Dopodiché sarà bene recarsi presso il consiglio notarile distrettuale con un certificato di morte e richiedere che venga compiuta una indagine presso tutti gli studi notarili.

Analoga richiesta dovrà essere avanzata all’archivio notarile che conserva i testamenti depositati presso i notai che non sono più in attività.

Nel nostro paese è operativo anche il registro generale dei testamenti che permette di verificare se una persona ha fatto testamento in Italia o all’estero, purché in uno dei paesi aderenti alla convenzione di Basilea (Francia, Cipro, Turchia, Belgio, Paesi Bassi, Portogallo, Lussemburgo, Spagna, Estonia, Lituania, Ucraina) [4].

Gli interessati possono presentare richiesta al registro per ottenere un certificato da cui risulti se esiste un testamento redatto dalla persona deceduta e dove esso si trovi.

La richiesta va inoltrata in via telematica agli indirizzi registrogeneraletestamenti.ucan@giustizia.it o registrogeneraletestamenti.ucan@giudtiziacert.it, allegando copia del documento di identità del richiedente.

La pubblicazione del testamento olografo.

Alla morte del testatore, chi rinviene un testamento olografo è obbligato, per legge, a recarsi da un notaio per chiederne la pubblicazione [5].

Il notaio, ricevuto il testamento, esaminato l’atto di morte, compila un verbale (c.d. verbale di pubblicazione di testamento olografo), alla presenza di testimoni, con il quale rende pubblico il contenuto del testamento.

Nel verbale il notaio descrive il testamento e ne riporta il contenuto.

Testamento olografo: falsità, nullità e annullabilità.

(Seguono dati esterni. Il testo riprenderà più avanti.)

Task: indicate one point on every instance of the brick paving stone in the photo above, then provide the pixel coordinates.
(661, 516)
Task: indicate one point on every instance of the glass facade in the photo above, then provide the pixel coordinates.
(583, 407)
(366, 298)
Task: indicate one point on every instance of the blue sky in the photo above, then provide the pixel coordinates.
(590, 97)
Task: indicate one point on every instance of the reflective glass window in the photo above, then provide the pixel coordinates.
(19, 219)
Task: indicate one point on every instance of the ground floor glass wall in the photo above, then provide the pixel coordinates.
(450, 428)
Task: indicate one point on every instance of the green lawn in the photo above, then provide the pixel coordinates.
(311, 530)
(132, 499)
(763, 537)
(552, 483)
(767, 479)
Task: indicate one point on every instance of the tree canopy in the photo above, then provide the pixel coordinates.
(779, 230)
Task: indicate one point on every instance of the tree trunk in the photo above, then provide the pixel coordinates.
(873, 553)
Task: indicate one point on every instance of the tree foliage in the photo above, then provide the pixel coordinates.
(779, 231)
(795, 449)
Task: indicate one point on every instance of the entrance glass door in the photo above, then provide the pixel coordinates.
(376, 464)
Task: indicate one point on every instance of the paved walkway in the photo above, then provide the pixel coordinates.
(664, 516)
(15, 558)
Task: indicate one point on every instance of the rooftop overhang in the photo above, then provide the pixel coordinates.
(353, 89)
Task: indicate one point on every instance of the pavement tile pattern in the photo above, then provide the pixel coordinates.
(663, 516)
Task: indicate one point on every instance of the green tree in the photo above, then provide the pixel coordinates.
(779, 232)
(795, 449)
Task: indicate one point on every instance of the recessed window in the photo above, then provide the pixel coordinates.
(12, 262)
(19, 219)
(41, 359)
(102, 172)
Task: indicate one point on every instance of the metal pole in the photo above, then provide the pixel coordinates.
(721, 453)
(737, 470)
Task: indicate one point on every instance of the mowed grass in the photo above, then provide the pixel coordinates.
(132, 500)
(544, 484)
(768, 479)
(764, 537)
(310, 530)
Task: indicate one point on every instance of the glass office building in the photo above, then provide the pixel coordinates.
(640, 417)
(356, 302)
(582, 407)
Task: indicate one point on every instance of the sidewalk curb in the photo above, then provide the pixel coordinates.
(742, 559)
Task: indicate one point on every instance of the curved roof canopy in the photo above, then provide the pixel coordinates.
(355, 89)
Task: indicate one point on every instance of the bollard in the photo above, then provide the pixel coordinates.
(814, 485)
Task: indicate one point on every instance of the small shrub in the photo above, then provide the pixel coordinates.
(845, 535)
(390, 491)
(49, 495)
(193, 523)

Chi intende fare valere la falsità di un testamento olografo, lo deve impugnare in tribunale [6].

A tal fine dovrà dimostrare che l’atto non è stato compilato di pugno dal testatore, magari fornendo altri scritti in originale di quest’ultimo in modo da consentire un confronto.

Il testamento olografo può essere impugnato anche se presenta vizi che lo rendono nullo oppure solo annullabile.

Rendono nullo il testamento, ad esempio, l’assenza della firma, l’impossibilità di individuare gli eredi, la stesura delle volontà non a mano, l’inserimento di atti di disposizione illeciti e così via.

L’azione volta a far valere la nullità del testamento può essere avviata in qualsiasi momento da tutti coloro che ne hanno interesse, ad eccezione di chi, pur avendo conoscenza della loro nullità, ha dato esecuzione alle disposizioni testamentarie.

Sono vizi che, invece, rendono il testamento annullabile, l’assenza della data, l’incapacità di intendere e di volere del testatore al momento della redazione del testamento o il condizionamento della volontà di quest’ultimo attuato da terzi con minaccia, inganno o altri raggiri.

In questo caso chi ha interesse a fare annullare il testamento dovrà agire entro 5 anni dal momento in cui viene a conoscenza delle minacce o raggiri, ovvero dal momento in cui le disposizioni testamentarie vengono eseguite.

  1. Art. 602 codice civile.
  2. Art. 591 codice civile.
  3. Art. 587 codice civile.
  4. Legge n.307 del 25 maggio 1981.
  5. Art. 620 codice civile.
  6. Cass. S.U. n.12307 del 15 giugno 2015.